The material in 1 Thessalonians speaks both to the issue of the Spirit in the lives of believers, and the problem of sexual sin. I will try to weave these together.

Biblical Foundation

1 Thessalonians 4:1-8 is perhaps the clearest and most direct New Testament passage that calls for sexual purity. Paul places this aspect of the believer’s walk (v.1) in the category of sanctification (3:13; 4:3,4,7), and attributes the power for behavioral change to the Holy Spirit (v.8).

Other references to the Holy Spirit in 1 Thessalonians show that this Spirit powerfully brings radical change of heart and life orientation at conversion (1:5, and evidenced in 1:9,10). This same Spirit is involved in examining a believer’s heart (2:4) and in applying God’s will and Word (2:13) to his/her life. But the purifying influence of this Spirit can also be hindered (5:19) by neglecting/despising the living Word of God in lesson and/or application (5:20), and by tolerating/adopting evil influences.

So we expect that the effective work of the Spirit in the believer’s life will be brought to bear against practices of sexual sin. It will not merely be tolerated or controlled. We expect that the ongoing influence of the Spirit will defeat practices of sexual sin.

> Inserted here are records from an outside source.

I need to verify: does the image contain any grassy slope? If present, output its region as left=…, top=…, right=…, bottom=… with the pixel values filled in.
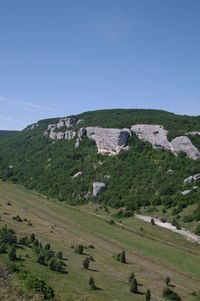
left=0, top=182, right=200, bottom=301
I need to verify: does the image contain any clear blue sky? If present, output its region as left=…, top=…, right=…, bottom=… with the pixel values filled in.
left=0, top=0, right=200, bottom=129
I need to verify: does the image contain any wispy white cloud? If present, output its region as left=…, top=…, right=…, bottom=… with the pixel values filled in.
left=0, top=115, right=24, bottom=126
left=0, top=97, right=57, bottom=112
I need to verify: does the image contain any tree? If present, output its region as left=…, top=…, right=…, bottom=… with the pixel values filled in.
left=75, top=245, right=83, bottom=254
left=165, top=276, right=171, bottom=286
left=89, top=276, right=96, bottom=290
left=8, top=247, right=17, bottom=261
left=145, top=289, right=151, bottom=301
left=30, top=233, right=35, bottom=244
left=151, top=218, right=155, bottom=226
left=162, top=287, right=181, bottom=300
left=44, top=243, right=51, bottom=250
left=83, top=257, right=90, bottom=270
left=128, top=272, right=135, bottom=284
left=37, top=255, right=45, bottom=264
left=56, top=251, right=63, bottom=259
left=120, top=251, right=126, bottom=263
left=130, top=278, right=138, bottom=294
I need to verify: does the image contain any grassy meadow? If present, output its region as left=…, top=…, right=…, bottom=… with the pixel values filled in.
left=0, top=182, right=200, bottom=301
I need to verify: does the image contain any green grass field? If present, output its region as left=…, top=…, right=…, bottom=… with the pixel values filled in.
left=0, top=182, right=200, bottom=301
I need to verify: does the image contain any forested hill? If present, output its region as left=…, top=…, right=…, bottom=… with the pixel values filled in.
left=0, top=109, right=200, bottom=223
left=0, top=131, right=18, bottom=139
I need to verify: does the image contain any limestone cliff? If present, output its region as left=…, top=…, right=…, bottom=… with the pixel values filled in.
left=44, top=118, right=200, bottom=159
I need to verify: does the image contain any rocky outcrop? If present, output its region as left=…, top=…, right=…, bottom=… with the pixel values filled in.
left=93, top=182, right=106, bottom=196
left=183, top=173, right=200, bottom=184
left=86, top=127, right=131, bottom=155
left=131, top=124, right=170, bottom=149
left=185, top=132, right=200, bottom=136
left=44, top=117, right=82, bottom=140
left=131, top=124, right=200, bottom=159
left=170, top=136, right=200, bottom=159
left=44, top=118, right=200, bottom=159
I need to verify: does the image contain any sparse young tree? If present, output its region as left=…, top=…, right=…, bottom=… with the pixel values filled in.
left=75, top=245, right=83, bottom=254
left=89, top=276, right=96, bottom=290
left=30, top=233, right=35, bottom=244
left=44, top=243, right=51, bottom=250
left=120, top=251, right=126, bottom=263
left=56, top=251, right=63, bottom=259
left=130, top=278, right=138, bottom=294
left=37, top=255, right=45, bottom=264
left=165, top=276, right=171, bottom=286
left=151, top=218, right=155, bottom=226
left=128, top=272, right=135, bottom=284
left=83, top=257, right=90, bottom=270
left=145, top=289, right=151, bottom=301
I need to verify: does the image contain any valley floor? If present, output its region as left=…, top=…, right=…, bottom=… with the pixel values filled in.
left=0, top=182, right=200, bottom=301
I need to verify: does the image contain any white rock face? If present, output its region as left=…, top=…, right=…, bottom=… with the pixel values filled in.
left=64, top=131, right=76, bottom=140
left=44, top=117, right=81, bottom=140
left=44, top=117, right=200, bottom=161
left=183, top=173, right=200, bottom=184
left=186, top=132, right=200, bottom=136
left=93, top=182, right=106, bottom=196
left=86, top=127, right=131, bottom=155
left=131, top=124, right=200, bottom=159
left=170, top=136, right=200, bottom=159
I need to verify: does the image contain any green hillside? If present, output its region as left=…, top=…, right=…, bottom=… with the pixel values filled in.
left=0, top=131, right=18, bottom=139
left=0, top=181, right=200, bottom=301
left=0, top=109, right=200, bottom=230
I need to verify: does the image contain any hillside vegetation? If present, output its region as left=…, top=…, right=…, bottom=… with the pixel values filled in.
left=0, top=182, right=200, bottom=301
left=0, top=109, right=200, bottom=230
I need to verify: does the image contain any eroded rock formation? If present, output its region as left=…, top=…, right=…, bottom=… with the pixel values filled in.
left=86, top=127, right=131, bottom=155
left=44, top=118, right=200, bottom=159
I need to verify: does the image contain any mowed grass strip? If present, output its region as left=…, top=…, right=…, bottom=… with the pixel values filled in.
left=0, top=182, right=199, bottom=300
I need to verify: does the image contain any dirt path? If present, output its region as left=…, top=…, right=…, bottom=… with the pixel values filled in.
left=135, top=214, right=200, bottom=244
left=5, top=192, right=199, bottom=282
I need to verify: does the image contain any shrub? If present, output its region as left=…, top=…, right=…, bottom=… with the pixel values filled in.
left=162, top=287, right=181, bottom=300
left=75, top=245, right=83, bottom=254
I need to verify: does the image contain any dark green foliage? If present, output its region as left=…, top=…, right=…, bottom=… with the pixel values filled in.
left=195, top=225, right=200, bottom=236
left=8, top=247, right=17, bottom=261
left=83, top=257, right=90, bottom=270
left=29, top=233, right=35, bottom=244
left=13, top=215, right=22, bottom=222
left=18, top=272, right=55, bottom=300
left=0, top=226, right=17, bottom=246
left=37, top=255, right=45, bottom=264
left=165, top=276, right=170, bottom=286
left=44, top=243, right=51, bottom=250
left=130, top=278, right=138, bottom=294
left=151, top=218, right=155, bottom=226
left=120, top=251, right=126, bottom=263
left=172, top=218, right=181, bottom=230
left=115, top=251, right=126, bottom=263
left=162, top=287, right=181, bottom=300
left=56, top=251, right=63, bottom=259
left=19, top=236, right=29, bottom=246
left=183, top=215, right=193, bottom=223
left=49, top=258, right=63, bottom=273
left=128, top=272, right=135, bottom=284
left=145, top=289, right=151, bottom=301
left=89, top=276, right=96, bottom=290
left=0, top=110, right=200, bottom=220
left=75, top=245, right=83, bottom=254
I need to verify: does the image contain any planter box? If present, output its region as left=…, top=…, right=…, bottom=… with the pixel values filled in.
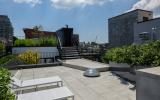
left=12, top=47, right=59, bottom=58
left=109, top=61, right=130, bottom=68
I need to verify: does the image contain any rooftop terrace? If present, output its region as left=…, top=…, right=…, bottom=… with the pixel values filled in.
left=11, top=66, right=136, bottom=100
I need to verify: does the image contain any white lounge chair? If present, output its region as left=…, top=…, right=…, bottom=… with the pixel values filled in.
left=11, top=76, right=63, bottom=91
left=17, top=87, right=74, bottom=100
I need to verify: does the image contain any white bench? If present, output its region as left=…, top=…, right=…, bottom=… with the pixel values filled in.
left=17, top=87, right=74, bottom=100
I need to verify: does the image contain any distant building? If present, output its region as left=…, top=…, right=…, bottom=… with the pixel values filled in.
left=134, top=18, right=160, bottom=44
left=108, top=9, right=153, bottom=48
left=0, top=15, right=13, bottom=46
left=56, top=25, right=79, bottom=47
left=23, top=28, right=56, bottom=39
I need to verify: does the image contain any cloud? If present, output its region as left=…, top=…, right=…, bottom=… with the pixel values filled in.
left=13, top=0, right=42, bottom=7
left=130, top=0, right=160, bottom=17
left=50, top=0, right=114, bottom=9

As we look at the nature and demands of gospel ministry in 1 Thessalonians 2, we can see how sexual sin, along with other sins, will prohibit a minister from fully giving himself to those to whom he is to minister. He (or she) will be holding back in selfish ways. Sexual sin trains one in self-seeking rather than in self-giving (2:8); sexual sin steals personal and spiritual resources that should be dedicated to ministry (2:13, day and night ministry), including time, energy, enthusiasm and imagination. We conclude that sexual sin is a hindrance to the gospel ministry, just as are Christ-haters (2:16) and Satan himself (2:18).

Practical Application

So given the fact that all of us are sinners, and that it is possible that many of us have incidences of sexual sin in our history, here are some conclusions that I believe are consistent with an expectation that the Spirit intends a sanctifying work in our lives.

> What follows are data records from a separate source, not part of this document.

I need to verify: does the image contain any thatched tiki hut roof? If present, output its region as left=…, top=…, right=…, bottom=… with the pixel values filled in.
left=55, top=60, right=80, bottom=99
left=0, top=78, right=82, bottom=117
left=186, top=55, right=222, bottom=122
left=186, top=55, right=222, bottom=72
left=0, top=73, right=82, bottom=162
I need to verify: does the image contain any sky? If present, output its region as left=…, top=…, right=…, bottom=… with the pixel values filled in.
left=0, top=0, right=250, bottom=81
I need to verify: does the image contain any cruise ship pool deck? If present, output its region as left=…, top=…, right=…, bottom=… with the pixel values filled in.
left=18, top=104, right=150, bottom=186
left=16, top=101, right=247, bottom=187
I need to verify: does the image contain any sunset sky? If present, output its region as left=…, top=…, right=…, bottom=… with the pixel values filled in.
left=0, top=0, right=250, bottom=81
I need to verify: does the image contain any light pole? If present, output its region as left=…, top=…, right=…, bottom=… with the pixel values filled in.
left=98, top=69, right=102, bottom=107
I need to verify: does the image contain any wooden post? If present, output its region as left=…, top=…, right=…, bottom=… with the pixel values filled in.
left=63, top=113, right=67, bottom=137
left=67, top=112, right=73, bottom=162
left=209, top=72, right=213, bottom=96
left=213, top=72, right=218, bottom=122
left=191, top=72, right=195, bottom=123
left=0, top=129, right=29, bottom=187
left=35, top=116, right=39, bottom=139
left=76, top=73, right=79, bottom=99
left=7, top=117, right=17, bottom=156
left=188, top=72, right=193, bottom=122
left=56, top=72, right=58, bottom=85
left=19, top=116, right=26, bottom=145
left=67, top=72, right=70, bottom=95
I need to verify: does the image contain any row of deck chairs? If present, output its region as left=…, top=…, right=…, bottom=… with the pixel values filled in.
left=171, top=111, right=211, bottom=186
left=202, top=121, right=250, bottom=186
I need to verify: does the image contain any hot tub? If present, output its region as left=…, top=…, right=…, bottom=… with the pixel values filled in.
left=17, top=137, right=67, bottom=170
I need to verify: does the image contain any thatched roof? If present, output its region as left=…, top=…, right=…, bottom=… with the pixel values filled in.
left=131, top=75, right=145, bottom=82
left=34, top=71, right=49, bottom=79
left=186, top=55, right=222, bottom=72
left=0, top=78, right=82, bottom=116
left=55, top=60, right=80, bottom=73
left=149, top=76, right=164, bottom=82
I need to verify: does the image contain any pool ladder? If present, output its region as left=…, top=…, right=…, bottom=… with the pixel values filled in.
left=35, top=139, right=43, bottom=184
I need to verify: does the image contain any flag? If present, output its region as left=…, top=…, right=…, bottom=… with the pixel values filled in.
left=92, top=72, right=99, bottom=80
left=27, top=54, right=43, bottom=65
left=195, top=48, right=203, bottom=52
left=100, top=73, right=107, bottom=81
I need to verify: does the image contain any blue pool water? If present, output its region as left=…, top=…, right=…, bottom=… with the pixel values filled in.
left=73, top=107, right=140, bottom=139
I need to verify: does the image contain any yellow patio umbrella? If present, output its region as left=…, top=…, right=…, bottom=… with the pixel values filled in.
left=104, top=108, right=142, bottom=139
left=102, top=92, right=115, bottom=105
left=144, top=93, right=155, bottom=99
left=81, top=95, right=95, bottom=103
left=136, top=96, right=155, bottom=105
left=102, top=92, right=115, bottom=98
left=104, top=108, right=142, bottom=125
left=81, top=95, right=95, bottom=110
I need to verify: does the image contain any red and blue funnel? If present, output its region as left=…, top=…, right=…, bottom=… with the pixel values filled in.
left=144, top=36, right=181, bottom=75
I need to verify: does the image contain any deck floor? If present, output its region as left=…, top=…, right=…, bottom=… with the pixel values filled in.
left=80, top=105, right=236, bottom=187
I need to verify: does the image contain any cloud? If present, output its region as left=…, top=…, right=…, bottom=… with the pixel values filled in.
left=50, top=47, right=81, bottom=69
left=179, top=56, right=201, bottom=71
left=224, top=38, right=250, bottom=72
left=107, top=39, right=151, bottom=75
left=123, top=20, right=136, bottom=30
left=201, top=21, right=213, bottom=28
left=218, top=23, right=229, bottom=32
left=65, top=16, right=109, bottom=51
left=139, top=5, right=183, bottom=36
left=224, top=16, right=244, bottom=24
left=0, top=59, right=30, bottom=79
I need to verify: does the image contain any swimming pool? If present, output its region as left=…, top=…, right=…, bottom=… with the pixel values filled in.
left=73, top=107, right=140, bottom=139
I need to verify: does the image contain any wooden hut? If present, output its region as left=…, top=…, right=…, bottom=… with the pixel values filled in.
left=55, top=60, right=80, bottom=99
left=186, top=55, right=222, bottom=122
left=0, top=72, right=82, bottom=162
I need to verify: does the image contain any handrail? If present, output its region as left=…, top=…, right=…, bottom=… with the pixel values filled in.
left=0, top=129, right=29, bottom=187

We should expect and demand from one another
a) Unflinching honesty concerning sin, and
b) Clear actions taken that are the fruit of repentance.

Honesty Concerning Sin:
• Telling the truth
• Telling the whole truth
• A refusal to minimize the sin
• A refusal to blame
• A refusal to make excuses

The Fruit of Repentance:
• The follower of Christ takes iniative in dealing with sin.

When a person is caught in their sin, as opposed to taking the initiative to deal with their sin, it is nearly impossible to discern the fruit of repentance. This does not mean that a person who is caught in sin is not repentant. It just means that we cannot be sure if they are sorry for their sin, or sorry they were caught. So we desire to see actions that take the initiative in dealing with sin even before it is exposed.

That means that you and I must take initiative with our sins, whether they be sexual sins or some other category. Don’t just cover it up. Don’t try to manage it. Attack it. Take the initiative in battling that behavior in your life.

This does not mean that you are trusting in your own actions in order to accomplish sanctification. No, it is the Spirit who sanctifies. Pray that the Spirit would give victory. But don’t just pray and ask to change after experiencing some failure, expecting that the Spirit will work in spite of your actions and patterns. Make and plan, and work the plan, and improve the plan – but trust in the Spirit to do what only He can do.

• We are to pay careful attention to the underlying cause of our sins (why is/was this temptation to powerful for me?).

There is much material available that helps us to understand what is going on in our hearts that then is manifested in the form of sexual sin.

• There is careful attention paid to the circumstances in which failure may occur, and how to avoid those circumstances. Have any roadblocks been placed to make a return to sin more difficult?

Again, there is much material available to guide us in practical steps that we can take that make sense.

• There has been care in establishing accountability.

• That a plan to deal with the sin is working, and that the individual has not stopped pursuing a plan that is effective.

• The individual has engaged in a walk with Christ which makes it obvious that he/she has a desire to love Christ more than he/she loves the sin.

The goal in all this is that we want to serve Christ with those who are walking with the Spirit. To be engaged in sexual sin, and sins of other sorts, is to walk another path. We are then walking in the flesh, not in the Spirit. A return to the path of walking with the Spirit requires that we be honest about our sins, and that we take clear, concrete actions that would drive a stake through the practice of sin and mortify the flesh.